Substitution and integration by parts

[cscott]

Homework Statement

Can anybody help me integrate [tex]x^3 e^{x^2}[/tex]

The Attempt at a Solution

I can't see how to do it by substitution or integration by parts.

 

[G01]

Here's a hint. Did you try doing one and THEN the other?

 

[asd1249jf]

Homework Statement

Can anybody help me integrate [tex]x^3 e^{x^2}[/tex]

The Attempt at a Solution

I can't see how to do it by substitution or integration by parts.
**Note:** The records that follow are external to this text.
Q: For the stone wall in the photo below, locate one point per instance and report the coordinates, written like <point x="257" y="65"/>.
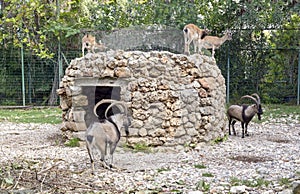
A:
<point x="173" y="99"/>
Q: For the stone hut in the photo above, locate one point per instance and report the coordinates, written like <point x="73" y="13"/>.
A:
<point x="173" y="99"/>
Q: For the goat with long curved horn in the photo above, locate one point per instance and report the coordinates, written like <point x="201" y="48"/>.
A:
<point x="105" y="133"/>
<point x="244" y="113"/>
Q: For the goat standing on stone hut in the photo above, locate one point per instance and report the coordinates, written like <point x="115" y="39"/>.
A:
<point x="89" y="43"/>
<point x="106" y="133"/>
<point x="213" y="42"/>
<point x="192" y="33"/>
<point x="244" y="113"/>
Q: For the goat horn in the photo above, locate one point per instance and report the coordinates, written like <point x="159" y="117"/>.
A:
<point x="103" y="101"/>
<point x="257" y="96"/>
<point x="116" y="103"/>
<point x="251" y="97"/>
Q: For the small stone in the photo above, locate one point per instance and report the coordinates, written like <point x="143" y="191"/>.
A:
<point x="238" y="189"/>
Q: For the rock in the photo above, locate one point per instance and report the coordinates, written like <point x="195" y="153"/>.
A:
<point x="238" y="189"/>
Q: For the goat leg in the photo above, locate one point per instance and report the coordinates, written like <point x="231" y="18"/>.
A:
<point x="91" y="158"/>
<point x="243" y="130"/>
<point x="246" y="129"/>
<point x="229" y="126"/>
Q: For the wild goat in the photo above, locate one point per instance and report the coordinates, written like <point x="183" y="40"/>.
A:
<point x="213" y="42"/>
<point x="192" y="34"/>
<point x="89" y="43"/>
<point x="106" y="132"/>
<point x="244" y="113"/>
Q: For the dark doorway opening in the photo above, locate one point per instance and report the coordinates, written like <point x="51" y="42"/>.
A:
<point x="94" y="95"/>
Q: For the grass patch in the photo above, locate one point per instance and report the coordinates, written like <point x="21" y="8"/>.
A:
<point x="200" y="166"/>
<point x="273" y="111"/>
<point x="31" y="115"/>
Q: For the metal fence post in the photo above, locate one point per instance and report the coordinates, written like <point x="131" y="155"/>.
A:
<point x="228" y="79"/>
<point x="23" y="76"/>
<point x="298" y="88"/>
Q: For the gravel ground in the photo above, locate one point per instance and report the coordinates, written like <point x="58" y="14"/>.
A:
<point x="35" y="160"/>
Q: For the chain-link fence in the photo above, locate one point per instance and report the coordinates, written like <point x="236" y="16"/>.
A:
<point x="248" y="66"/>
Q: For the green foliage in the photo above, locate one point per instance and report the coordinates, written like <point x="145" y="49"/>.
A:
<point x="35" y="115"/>
<point x="202" y="185"/>
<point x="277" y="111"/>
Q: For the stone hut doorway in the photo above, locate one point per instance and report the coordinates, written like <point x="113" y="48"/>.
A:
<point x="94" y="95"/>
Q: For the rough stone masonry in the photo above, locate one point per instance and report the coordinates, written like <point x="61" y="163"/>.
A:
<point x="173" y="99"/>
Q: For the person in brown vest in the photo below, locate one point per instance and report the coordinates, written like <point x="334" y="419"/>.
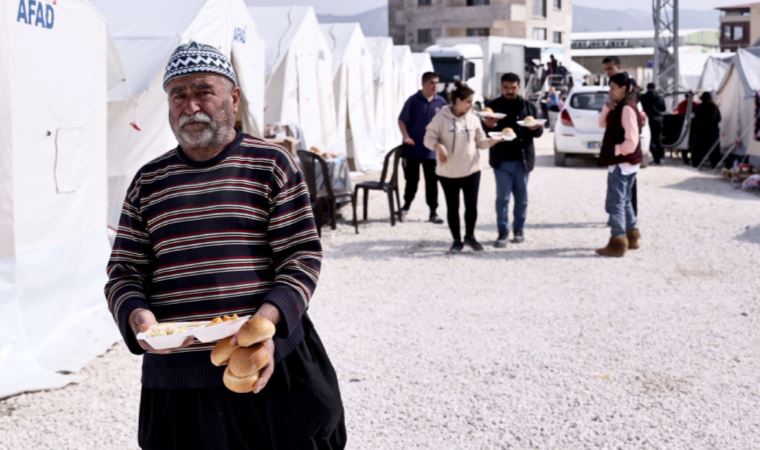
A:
<point x="621" y="154"/>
Integration by parts should work. Set u equal to the term which will diminish eventually as you keep taking the derivative of and dv equal to the other term.

 

[Avodyne]

It's hard to integrate e^(x^2). It's easy to integrate e^x. Does this suggest a substitution you might consider?

 

[CompuChip]

Actually exp(x^2) is a sort of standard integral. It's called a Gaussian integral. You can find it in about any physics book, vector calculus book or at the front of any integral table, sometimes with proof. The idea is basically to calculate
[tex]\left( \int e^{x^2} \, dx \right)^2 = \left( \int e^{x^2} \, dx \right) \left( \int e^{y^2} \, dy \right) = \left( \int e^{x^2 + y^2} \, dx \, dy \right)[/tex]
and evaluate it using polar coordinates.

 

[Avodyne]

That only works if you're doing a definite integral over an infinite range. The question asks for the indefinite integral.

 

[dextercioby]

Not to mention that you need a "-" sign in the exponent, else it won't converge...

 

[HallsofIvy]

Avodyne's suggestion is the best in my opinion.

 

[cscott]

I think I see where I messed up in my substitution, which made me think it'd be useless

So with a u substitution I should get [tex]\frac{1}{2}u \cdot e^{u}[/tex] ?

Thanks for all the suggestions.

 

[dynamicsolo]

I think I see where I messed up in my substitution, which me me think it'd be useless

So with a u substitution I should get [tex]\frac{1}{2}u \cdot e^{u}[/tex] ?

Thanks for all the suggestions.

Yes, that does work. (I was still editing my reply while you posted this.) You should get

(1/2)[ (x^2) - 1 ] · exp(x^2) + C .

It's one of those oddball integrals that looks like one of the exponents went the wrong way, but when you check your result, differentiating the exp(x^2) provides the factor that gets you the (x^3) ...

 

[HallsofIvy]

Actually, you should get
[tex]\frac{1}{2}u e^u du[/tex]